Results: 53 patients contributed to a total of 4386 observations (2115 plasma concentrations and 2271 urinary excreted amounts) for paracetamol, paracetamol glucuronide and paracetamol sulfate. The pharmacokinetics of parent paracetamol were best described by a 2-compartment model with IV infusion input and linear disposition. The central volume of distribution was found to be 12.45 L/70kg, peripheral volume of distribution of 28.33 L/70kg and a intercompartmental clearance of 29.99 L/h/70kg. A proportional inter-subject error model and proportional residual error model was used. Covariates investigated included age, weight, sex, time after surgery and duration of surgery.

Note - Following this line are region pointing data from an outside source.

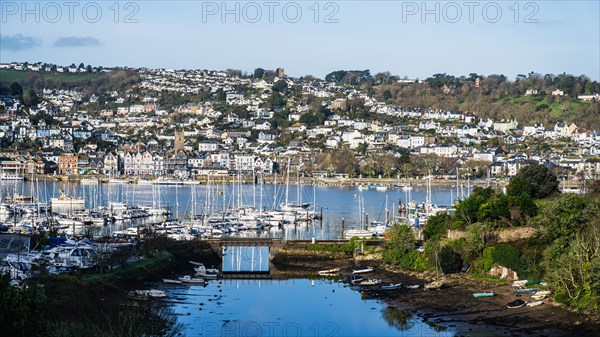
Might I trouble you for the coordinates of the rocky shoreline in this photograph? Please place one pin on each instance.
(454, 306)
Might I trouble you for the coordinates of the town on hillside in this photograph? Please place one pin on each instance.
(185, 124)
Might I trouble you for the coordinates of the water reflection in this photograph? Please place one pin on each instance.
(296, 307)
(399, 319)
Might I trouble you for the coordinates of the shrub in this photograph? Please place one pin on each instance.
(449, 260)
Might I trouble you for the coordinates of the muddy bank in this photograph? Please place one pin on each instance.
(452, 306)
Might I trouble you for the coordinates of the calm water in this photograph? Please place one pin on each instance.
(245, 259)
(297, 307)
(337, 202)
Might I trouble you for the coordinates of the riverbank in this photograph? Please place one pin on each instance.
(454, 304)
(270, 179)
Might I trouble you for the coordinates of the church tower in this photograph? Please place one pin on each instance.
(179, 141)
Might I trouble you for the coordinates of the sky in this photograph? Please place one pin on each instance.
(415, 39)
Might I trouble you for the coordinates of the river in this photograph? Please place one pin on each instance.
(336, 202)
(295, 307)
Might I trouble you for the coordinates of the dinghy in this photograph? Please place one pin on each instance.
(363, 270)
(434, 285)
(391, 286)
(516, 304)
(535, 304)
(329, 272)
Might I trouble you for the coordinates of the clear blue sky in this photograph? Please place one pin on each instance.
(377, 35)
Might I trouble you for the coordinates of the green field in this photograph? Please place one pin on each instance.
(9, 75)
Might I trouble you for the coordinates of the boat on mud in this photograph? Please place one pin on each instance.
(363, 270)
(391, 286)
(329, 272)
(434, 285)
(516, 304)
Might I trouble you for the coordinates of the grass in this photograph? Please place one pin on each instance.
(9, 75)
(488, 278)
(150, 265)
(348, 248)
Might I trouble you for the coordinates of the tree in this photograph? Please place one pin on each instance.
(276, 100)
(32, 98)
(16, 90)
(387, 95)
(450, 261)
(259, 72)
(280, 86)
(436, 226)
(401, 242)
(534, 179)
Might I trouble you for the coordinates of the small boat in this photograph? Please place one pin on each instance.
(329, 272)
(207, 273)
(64, 200)
(519, 283)
(370, 282)
(171, 281)
(88, 181)
(147, 294)
(535, 304)
(192, 280)
(9, 176)
(392, 286)
(516, 304)
(356, 279)
(363, 270)
(434, 285)
(526, 291)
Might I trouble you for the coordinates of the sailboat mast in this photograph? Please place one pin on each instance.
(287, 184)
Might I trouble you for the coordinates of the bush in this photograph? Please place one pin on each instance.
(450, 261)
(506, 256)
(435, 228)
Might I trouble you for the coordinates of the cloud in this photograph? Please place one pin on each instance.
(18, 42)
(76, 41)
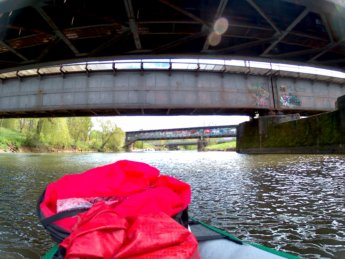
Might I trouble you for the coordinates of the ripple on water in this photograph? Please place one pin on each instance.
(291, 202)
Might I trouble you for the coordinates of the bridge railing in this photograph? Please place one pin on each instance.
(191, 64)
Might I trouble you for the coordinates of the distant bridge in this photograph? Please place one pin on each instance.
(181, 133)
(173, 145)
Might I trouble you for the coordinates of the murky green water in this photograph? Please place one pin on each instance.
(295, 203)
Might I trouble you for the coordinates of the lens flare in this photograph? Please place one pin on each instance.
(221, 25)
(214, 38)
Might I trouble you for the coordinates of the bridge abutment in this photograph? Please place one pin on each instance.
(323, 133)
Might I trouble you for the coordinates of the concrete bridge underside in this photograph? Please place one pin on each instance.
(163, 93)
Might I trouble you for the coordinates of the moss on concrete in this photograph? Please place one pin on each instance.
(320, 133)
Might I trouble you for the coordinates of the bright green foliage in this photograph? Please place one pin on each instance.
(79, 129)
(9, 124)
(55, 132)
(112, 137)
(42, 134)
(222, 147)
(10, 138)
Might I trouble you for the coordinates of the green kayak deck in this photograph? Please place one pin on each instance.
(215, 243)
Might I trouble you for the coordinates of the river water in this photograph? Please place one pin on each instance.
(294, 203)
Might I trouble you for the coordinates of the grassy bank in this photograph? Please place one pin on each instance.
(11, 141)
(227, 146)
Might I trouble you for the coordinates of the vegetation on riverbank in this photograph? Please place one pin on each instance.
(59, 134)
(227, 146)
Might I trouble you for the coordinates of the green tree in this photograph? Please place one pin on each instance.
(79, 128)
(11, 124)
(112, 137)
(54, 132)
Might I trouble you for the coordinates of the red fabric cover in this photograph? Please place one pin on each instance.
(101, 233)
(140, 184)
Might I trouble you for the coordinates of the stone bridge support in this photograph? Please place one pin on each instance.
(323, 133)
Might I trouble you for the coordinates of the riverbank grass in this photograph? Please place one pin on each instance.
(10, 139)
(227, 146)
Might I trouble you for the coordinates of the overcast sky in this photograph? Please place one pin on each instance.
(134, 123)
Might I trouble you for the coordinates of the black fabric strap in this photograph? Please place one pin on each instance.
(62, 215)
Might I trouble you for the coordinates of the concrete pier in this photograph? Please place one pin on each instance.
(323, 133)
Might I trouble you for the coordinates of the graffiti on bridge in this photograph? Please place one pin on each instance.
(181, 133)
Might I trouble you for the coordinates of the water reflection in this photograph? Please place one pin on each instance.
(291, 202)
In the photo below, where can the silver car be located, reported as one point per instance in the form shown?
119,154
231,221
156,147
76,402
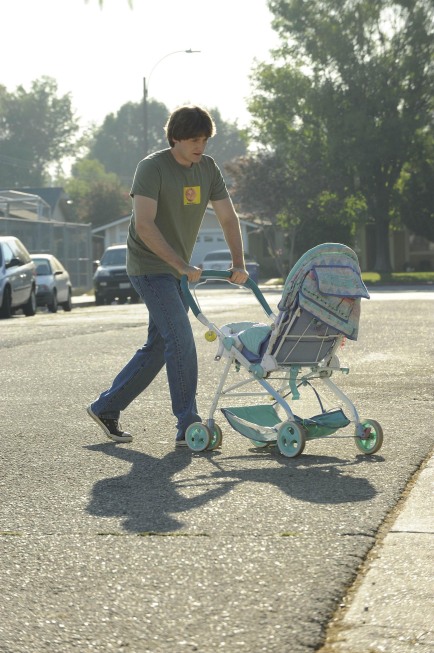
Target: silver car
54,287
17,278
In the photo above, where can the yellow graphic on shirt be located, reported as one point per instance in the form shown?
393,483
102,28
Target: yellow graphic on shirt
191,195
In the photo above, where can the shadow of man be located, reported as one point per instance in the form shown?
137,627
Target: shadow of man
147,497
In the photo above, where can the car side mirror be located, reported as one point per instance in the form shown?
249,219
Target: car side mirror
14,262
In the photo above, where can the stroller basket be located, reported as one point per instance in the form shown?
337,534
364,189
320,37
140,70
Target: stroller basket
260,422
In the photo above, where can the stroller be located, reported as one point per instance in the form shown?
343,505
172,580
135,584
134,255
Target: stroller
295,350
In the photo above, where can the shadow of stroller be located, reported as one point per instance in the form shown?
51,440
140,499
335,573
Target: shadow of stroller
147,497
313,479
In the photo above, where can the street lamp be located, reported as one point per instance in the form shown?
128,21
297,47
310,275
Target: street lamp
145,93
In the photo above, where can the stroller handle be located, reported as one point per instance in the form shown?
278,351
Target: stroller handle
221,274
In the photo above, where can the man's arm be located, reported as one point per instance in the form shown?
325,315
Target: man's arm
230,223
145,211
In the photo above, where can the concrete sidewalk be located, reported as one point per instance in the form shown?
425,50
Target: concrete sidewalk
391,605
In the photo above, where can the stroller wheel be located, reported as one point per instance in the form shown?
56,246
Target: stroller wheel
216,437
372,438
198,436
259,444
291,439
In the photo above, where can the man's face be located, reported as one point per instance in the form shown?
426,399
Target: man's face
190,150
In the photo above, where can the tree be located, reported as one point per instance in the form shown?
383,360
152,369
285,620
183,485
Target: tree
119,142
37,129
417,192
229,142
98,197
360,73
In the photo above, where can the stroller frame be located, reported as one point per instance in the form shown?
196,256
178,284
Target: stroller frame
297,348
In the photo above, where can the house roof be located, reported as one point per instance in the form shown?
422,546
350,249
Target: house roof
51,195
29,206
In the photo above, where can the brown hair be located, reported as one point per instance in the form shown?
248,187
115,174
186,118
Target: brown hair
189,122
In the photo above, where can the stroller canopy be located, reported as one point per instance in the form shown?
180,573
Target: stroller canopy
326,282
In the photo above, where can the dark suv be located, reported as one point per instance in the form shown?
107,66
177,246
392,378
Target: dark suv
17,278
110,280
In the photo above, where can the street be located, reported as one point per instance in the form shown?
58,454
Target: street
148,549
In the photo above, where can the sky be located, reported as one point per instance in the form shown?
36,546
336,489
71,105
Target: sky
100,55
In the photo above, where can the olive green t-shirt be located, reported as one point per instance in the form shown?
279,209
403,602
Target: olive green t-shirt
182,195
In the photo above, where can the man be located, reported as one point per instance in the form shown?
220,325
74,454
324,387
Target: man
170,191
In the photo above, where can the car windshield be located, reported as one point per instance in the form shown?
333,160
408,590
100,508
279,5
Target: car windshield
42,266
115,257
218,256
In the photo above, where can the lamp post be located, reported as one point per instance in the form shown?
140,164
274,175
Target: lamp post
145,93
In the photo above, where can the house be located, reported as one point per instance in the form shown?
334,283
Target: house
210,237
39,218
58,201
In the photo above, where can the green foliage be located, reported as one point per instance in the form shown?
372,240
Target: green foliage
228,143
119,143
417,191
37,129
355,78
98,197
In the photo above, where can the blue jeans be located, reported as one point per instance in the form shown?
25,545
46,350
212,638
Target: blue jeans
170,341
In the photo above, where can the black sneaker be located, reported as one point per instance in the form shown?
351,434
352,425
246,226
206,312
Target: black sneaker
111,427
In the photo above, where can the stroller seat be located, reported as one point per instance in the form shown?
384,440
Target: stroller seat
297,350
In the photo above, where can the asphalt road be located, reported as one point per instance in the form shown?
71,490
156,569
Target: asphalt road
144,548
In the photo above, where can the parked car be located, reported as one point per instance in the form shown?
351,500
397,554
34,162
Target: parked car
110,280
17,278
54,285
221,259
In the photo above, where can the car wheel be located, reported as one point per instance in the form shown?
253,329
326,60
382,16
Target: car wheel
53,305
67,306
29,308
6,307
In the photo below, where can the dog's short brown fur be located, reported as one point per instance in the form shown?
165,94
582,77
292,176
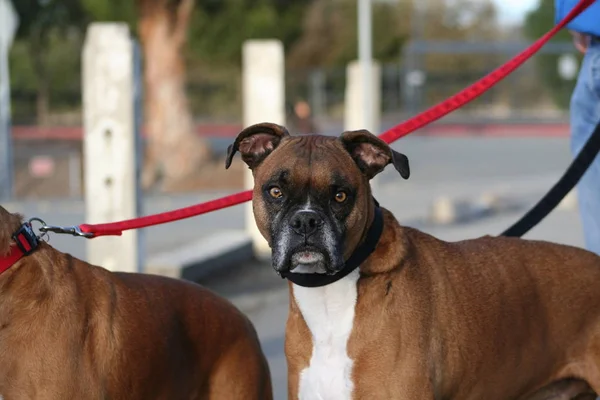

Conclusions: Our preliminary PK findings demonstrated that following major surgery, there were apparent increases in the metabolic conversion to paracetamol-glucuronide and its urinary clearance. Preliminary results support approved dose recommendations of intravenous paracetamol in the postoperative period, as there was no evidence of paracetamol toxicity, or down regulation of metabolic enzymes involved in paracetamol glucuronidation and sulfation.
 Duggan ST, Scott LJ. Intravenous paracetamol (acetaminophen). Drugs. 2009;69:101-13.
 Forrest JAH, Clements JA, Prescott LF. Clinical pharmacokinetics of paracetamol. Clin Pharmacokinet. 1982;7:93-107.